The 32-storey Space Launch System (SLS) rocket was due to blast off from Cape Canaveral in Florida at 1.04am local time on Wednesday to send its Orion capsule on a 25-day test flight around the moon and back without astronauts aboard.
NASA managers on Monday gave the "go" to proceed with flight preparations after 10 weeks beset by multiple engineering difficulties, back-to-back hurricanes and two excursions trundling the spacecraft out of its hangar to the launch pad.
Late in the countdown on Tuesday night, a new potential problem emerged as NASA officials reported what appeared to be a hydrogen leak in the rocket's upper-stage fuel lines, leading launch managers to assemble a special "red team" of technicians to visit the pad with the goal of tightening a key connection.
A short time earlier, NASA chief Bill Nelson had sounded a note of optimism amid fuel-loading operations and other pre-flight activities that had by all accounts gone smoothly.
"I'm feeling good," he told Reuters. "But you don't go until it's ready, and this is a test flight."
Launch attempts on August 29 and September 3 were aborted because of fuel line leaks and other technical problems that NASA has since resolved.
While moored to its launch pad last week, the rocket endured fierce winds and rains from Hurricane Nicole, forcing a two-day flight postponement.
The latest forecast called for an 80 per cent chance of favourable conditions during Wednesday's two-hour launch window, NASA said.
On Tuesday afternoon, launch teams began the lengthy and delicate process of loading the rocket's core-stage fuel tanks with hundreds of thousands of litres of super-cooled liquid oxygen and liquid hydrogen propellant.
Dubbed Artemis I, the mission marks the first flight of the SLS rocket and the Orion capsule together, built by Boeing Co and Lockheed Martin Corp, respectively, under contract with NASA.
Named for the ancient Greek goddess of the hunt - and Apollo's twin sister - Artemis aims to return astronauts to the moon's surface as early as 2025.

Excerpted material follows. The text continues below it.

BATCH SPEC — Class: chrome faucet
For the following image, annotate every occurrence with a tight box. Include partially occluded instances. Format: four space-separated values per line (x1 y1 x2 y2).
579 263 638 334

Twelve astronauts walked on the moon during six Apollo missions from 1969 to 1972, the only spaceflights yet to place humans on the lunar surface.
The new moon program has enlisted commercial partners such as Elon Musk's SpaceX and the space agencies of Europe, Canada and Japan to eventually establish a long-term lunar base as a stepping stone to even more ambitious human voyages to Mars.
If the mission succeeds, a crewed Artemis II flight around the moon and back could come as early as 2024, followed by the first lunar landing of astronauts, one of them a woman, with Artemis III.
About 90 minutes after liftoff, the rocket's upper stage will propel Orion out of Earth orbit on course for a 25-day flight that brings it to within 100km of the lunar surface before sailing 64,374km beyond the moon and back to Earth. The capsule is expected to splash down on December 11.
Orion will carry a simulated crew of three - one male and two female mannequins - fitted with sensors to measure radiation levels and other stresses that astronauts would experience.
A top objective is to test the durability of Orion's heat shield during re-entry as it hits Earth's atmosphere at 39,429 km/h, or 32 times the speed of sound, on its return from lunar orbit - much faster than re-entries from the space station.
NASA's Office of Inspector General has projected total Artemis costs at $US93 billion by 2025.